Huh. Looks like Greg and I traveled some of the same roads this year! My goals were a bit different than yours, but my family traveled from Crater Lake National Park through Bend on our way to Yellowstone. We took some of your Eastern Oregon route because the atlas I had indicated there were more camping sites on that route.

So glad to be carrying my own food with a full tank of gas. The cities were very small and far apart. There are some great scenery, but we never saw anything to justify stopping. The state park campground we were aiming for turned out to be full (Friday night), yet my wife wouldn’t let us stay at the next two National Forest campgrounds (there was no else staying there). As sun faded, the third (and final) campground has campers in it. We pitched the tent. We awoke to the sound of wolves howling in the early daylight. We decided to eat breakfast on the road (ended up in the parking lot of a small town school parking lot).

Bend was a great shopping town. Didn’t see a decent-sized town until the Idaho border.

Wow !!

I cant believe I just spent the last hour or so reading all 4 parts of your travelogue and I thoroughly enjoyed it. I live in the Caribbean and have never experienced the West Coast of the US, much less the North West, but its somewhere I would love to visit in the future.

Being an avid Star Trek fan for nearly 20 odd years and hunting the very very few used bookshops in Jamaica, I was able to amass nearly all the bantam Star Trek books, I got rid of them a couple years ago when I moved and couldnt carry a hundred and odd novels with me, It was really great fun reading the “fan novels” that Bantam produced.

The demise of so many small towns is disheartening and one wonders if this is reversible. The course started on during the early 80s and the need for Corporations to post even more profit year over year will continue to devastate the poor and middle class in America, any attempt at any kind of social intervention is cried down as “socialism” as if thats a bad word and the thinking is that the free market will take care of everything, but I have news for you – the free market has contributed greatly to what now exists.

You honestly never know what you’re going to find in a small town “antique” shop. They really are among the cooler places around, and not in some cases because of the air conditioning. West Plains, MO, the middle of the middle of nowhere, where I travel to for a radio drama conference, there’s a junk shop in the town square. First time I went in, what do I see staring at me: a Mandrake the Magician Big Little Book from 1946. Near mint condition. Bought it for $40. Occasionally you find a winner!

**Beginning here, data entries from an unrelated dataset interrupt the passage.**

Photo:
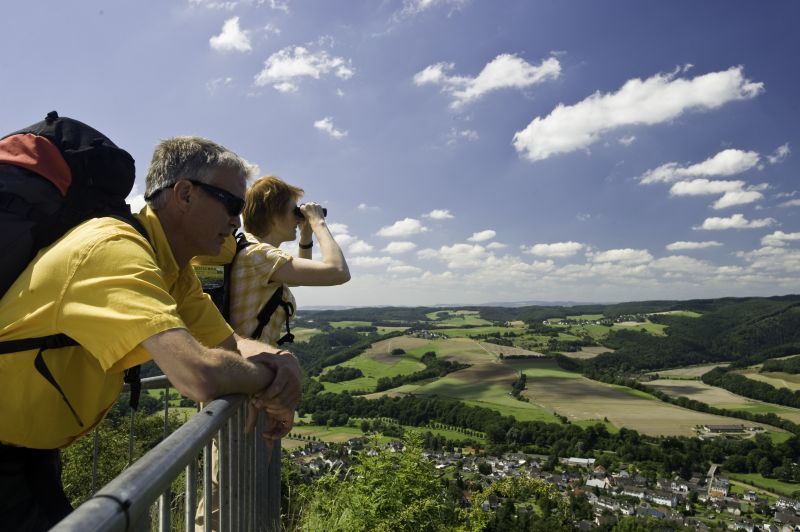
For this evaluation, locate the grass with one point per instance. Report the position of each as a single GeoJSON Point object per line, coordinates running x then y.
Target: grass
{"type": "Point", "coordinates": [456, 332]}
{"type": "Point", "coordinates": [373, 370]}
{"type": "Point", "coordinates": [586, 317]}
{"type": "Point", "coordinates": [774, 378]}
{"type": "Point", "coordinates": [585, 423]}
{"type": "Point", "coordinates": [771, 484]}
{"type": "Point", "coordinates": [344, 433]}
{"type": "Point", "coordinates": [302, 334]}
{"type": "Point", "coordinates": [346, 324]}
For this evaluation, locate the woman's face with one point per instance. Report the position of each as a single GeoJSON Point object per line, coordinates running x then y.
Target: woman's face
{"type": "Point", "coordinates": [286, 224]}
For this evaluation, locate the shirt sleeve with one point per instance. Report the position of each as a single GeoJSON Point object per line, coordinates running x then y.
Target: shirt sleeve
{"type": "Point", "coordinates": [115, 298]}
{"type": "Point", "coordinates": [201, 316]}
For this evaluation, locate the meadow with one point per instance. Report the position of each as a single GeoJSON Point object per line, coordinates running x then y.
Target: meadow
{"type": "Point", "coordinates": [688, 372]}
{"type": "Point", "coordinates": [720, 398]}
{"type": "Point", "coordinates": [776, 379]}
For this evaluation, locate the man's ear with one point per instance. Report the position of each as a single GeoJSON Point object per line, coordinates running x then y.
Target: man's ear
{"type": "Point", "coordinates": [182, 194]}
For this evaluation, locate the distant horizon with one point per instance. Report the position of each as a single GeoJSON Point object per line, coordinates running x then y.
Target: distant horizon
{"type": "Point", "coordinates": [518, 304]}
{"type": "Point", "coordinates": [465, 150]}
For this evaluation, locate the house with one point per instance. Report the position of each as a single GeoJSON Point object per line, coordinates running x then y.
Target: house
{"type": "Point", "coordinates": [663, 498]}
{"type": "Point", "coordinates": [579, 462]}
{"type": "Point", "coordinates": [718, 487]}
{"type": "Point", "coordinates": [598, 483]}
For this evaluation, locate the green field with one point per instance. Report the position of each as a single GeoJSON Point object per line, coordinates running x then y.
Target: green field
{"type": "Point", "coordinates": [773, 378]}
{"type": "Point", "coordinates": [373, 369]}
{"type": "Point", "coordinates": [771, 484]}
{"type": "Point", "coordinates": [302, 334]}
{"type": "Point", "coordinates": [586, 317]}
{"type": "Point", "coordinates": [457, 318]}
{"type": "Point", "coordinates": [346, 324]}
{"type": "Point", "coordinates": [681, 313]}
{"type": "Point", "coordinates": [457, 332]}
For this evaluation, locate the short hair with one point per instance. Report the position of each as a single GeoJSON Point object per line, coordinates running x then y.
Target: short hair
{"type": "Point", "coordinates": [188, 158]}
{"type": "Point", "coordinates": [267, 198]}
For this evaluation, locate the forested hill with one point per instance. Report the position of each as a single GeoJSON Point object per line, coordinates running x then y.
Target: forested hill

Never heard of Danny Dunn…Tom Swift, yeah, but not Danny Dunn…was that 1960′s? 1970′s?

Lance Roger Axt
The AudioComics Company

Never heard of Danny Dunn…Tom Swift, yeah, but not Danny Dunn…was that 1960?s? 1970?s?

Late fifties to the late seventies. Much more about the real science than Tom Swift was, even though now that I consider it, Danny Dunn got up to some pretty fantastical adventures. Danny traveled through time and space and discovered reptilian and marine species hitherto unknown to man… I dunno, author Jay Williams just made the series feel much more grounded in reality than the Tom Swift books were. More information here.

“Damn it, I miss Isaac Asimov. He devoted his life to making people less stupid. That’s a noble calling.”

Ya know, that would explain a lot of the reasons for why things are the way they are…

Greg,

I really enjoyed reading these as well. I wish I had that sort of knowledge about books. Maybe someday I will.